Eufemio estaba pletórico y era capaz en ocasiones de hacer de su existencia un sueño y llevarlos estos a la realidad, pero nunca sentía miedo de nada ni de nadie, aunque a decir verdad si lo tenía del miedo mismo. Sabía que era más fácil describir que opinar y como decía Benjamín Franklin”el que vive de esperanzas, muere de sentimientos”
Orgulloso, se asombraba de que tanta gente hablara de la corrupción, pero no se le pusiera remedio, como los creyentes temían al infierno y lo alimentaban en la tierra, como nos pasábamos la vida deseando aquello que no teníamos sin disfrutar de lo que estaba a nuestro alcance.
En su tenacidad estaba empeñado en buscar lo mejor, lo que le convertía en candidato para conseguirlo y por supuesto no había nada más apropiado que acompañar las palabras de los hechos, sino como afirmaba Demóstenes no valen para nada.
Estaba haciendo lo que realmente le gustaba, lo único que realmente le importaba y es ayudar a los demás y demostrar al mundo que las cosas se pueden hacer de otra manera. Tal vez ahora era el momento más idóneo para iniciar un nuevo camino y cambiar su vida con otro aire e ilusión.
Se sentía más fuerte de lo que realmente creía, para dar la cara ante los problemas y afrontar los cambios inevitables., superar las nostalgias y los abatimientos y las carcomas de la envidia. Sin embargo, a veces como todo hijo de cristiano necesitaba contener su disparate interior con unas dosis de compañía, afecto y comprensión.

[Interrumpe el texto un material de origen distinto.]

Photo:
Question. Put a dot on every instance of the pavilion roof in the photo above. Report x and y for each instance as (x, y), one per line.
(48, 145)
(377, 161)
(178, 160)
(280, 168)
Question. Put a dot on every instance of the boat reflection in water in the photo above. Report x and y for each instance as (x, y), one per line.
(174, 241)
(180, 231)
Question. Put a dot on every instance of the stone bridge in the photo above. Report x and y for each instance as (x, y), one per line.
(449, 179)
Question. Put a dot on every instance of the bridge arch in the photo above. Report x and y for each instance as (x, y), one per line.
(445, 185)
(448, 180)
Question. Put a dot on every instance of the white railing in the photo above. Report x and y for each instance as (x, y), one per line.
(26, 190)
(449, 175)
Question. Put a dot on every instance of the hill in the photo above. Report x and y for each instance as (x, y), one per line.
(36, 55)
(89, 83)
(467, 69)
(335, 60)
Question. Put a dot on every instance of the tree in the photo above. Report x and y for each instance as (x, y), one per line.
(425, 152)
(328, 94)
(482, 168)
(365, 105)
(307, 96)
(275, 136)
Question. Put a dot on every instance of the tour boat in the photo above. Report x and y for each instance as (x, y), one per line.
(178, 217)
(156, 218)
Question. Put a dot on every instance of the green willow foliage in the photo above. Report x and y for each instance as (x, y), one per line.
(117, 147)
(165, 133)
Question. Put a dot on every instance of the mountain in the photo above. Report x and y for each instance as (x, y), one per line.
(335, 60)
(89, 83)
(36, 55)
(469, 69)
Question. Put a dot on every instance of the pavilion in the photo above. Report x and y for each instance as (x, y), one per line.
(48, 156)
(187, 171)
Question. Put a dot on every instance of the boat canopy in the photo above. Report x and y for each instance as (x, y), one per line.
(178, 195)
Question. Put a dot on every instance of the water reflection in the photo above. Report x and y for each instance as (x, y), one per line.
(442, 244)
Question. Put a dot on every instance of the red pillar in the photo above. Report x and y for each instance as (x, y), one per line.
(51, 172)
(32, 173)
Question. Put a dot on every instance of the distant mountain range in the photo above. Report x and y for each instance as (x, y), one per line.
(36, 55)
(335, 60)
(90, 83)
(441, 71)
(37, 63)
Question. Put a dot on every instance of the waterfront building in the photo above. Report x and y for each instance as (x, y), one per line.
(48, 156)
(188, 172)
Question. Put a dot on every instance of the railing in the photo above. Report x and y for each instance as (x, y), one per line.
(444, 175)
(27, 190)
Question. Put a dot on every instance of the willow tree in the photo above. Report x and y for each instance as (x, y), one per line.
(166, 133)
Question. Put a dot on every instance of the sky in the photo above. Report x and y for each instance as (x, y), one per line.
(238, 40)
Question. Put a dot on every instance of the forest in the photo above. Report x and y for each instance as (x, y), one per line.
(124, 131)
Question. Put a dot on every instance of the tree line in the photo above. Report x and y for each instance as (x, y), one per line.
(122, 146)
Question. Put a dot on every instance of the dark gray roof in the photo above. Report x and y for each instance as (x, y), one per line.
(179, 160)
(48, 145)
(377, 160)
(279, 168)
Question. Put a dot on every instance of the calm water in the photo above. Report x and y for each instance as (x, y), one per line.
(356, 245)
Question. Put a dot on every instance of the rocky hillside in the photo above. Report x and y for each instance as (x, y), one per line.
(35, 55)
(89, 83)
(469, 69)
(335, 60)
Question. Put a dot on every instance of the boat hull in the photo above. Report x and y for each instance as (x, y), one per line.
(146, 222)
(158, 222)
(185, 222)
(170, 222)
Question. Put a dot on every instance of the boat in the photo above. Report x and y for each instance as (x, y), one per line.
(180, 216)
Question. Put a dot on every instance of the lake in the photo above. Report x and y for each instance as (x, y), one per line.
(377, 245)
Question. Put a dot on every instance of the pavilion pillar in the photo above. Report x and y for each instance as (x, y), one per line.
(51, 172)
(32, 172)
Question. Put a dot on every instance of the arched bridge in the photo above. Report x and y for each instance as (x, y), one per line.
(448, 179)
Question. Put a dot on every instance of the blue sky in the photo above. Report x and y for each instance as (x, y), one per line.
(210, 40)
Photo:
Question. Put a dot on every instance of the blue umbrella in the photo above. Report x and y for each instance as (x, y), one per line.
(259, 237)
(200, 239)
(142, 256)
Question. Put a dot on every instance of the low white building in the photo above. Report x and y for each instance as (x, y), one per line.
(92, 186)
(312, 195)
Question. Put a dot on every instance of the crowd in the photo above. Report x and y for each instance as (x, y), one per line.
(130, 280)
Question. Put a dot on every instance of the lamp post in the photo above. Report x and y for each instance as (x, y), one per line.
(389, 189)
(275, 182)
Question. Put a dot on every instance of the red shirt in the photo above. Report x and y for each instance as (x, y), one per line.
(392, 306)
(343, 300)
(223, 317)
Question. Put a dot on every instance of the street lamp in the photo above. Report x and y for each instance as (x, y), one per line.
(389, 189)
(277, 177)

El optimismo que le inundaba en sus acciones le hacía sentirse infalible y hasta travieso y lleno de diabluras lo que no se permitía era la infalibilidad ni transformar las oportunidades en amenazas. Tenía las cosas tan claras que no confundía temprano con precoz, ni educar con enseñar.
A corazón abierto, entre sinrazones y golpes de timones, Eufemio a sus 63 años, recordaba los viejos tiempos y se sentía omnipresente aunque invisible, y huía de los follones y desbarajustes políticos, y de las chapuzas irritantes por ser inútiles y contraproducentes, además de peligrosas.
Había aprendido con el tiempo a aceptar a las gentes tales y como eran, y estaba imbuido del pesimismo de la razón y el optimismo de su voluntad, y luchaba contra la inmovilidad de quienes siempre se aferraban a que las cosas no podían ser de otra manera, cuando hay algunas que por mucho que nos la adornen no podemos admitir porque son injusticias y barbaridades.
Debía vencer la tentación de caminar de un lugar a otro con sus fantasías y fantasmas e imaginar corporeizarse en distintos animales, y entre lo ridículo y lo patético, las controversias y discusiones, las predicas de los puritanos y moralistas, sabía mantener la calma y el control emocional.
Necesitaba jugar y divertirse. Disfrutar del placer de vivir. Había factores y circunstancias que le hacían sentirse así. , sin dudas, miedos e incertidumbres, sin rumores ni cotilleos, sin celos, orgullos paralizantes y visiones enfrentadas de las cosas.
La vida le estaba regalando abundancia, tal vez porque hacía las cosas en las que realmente creía.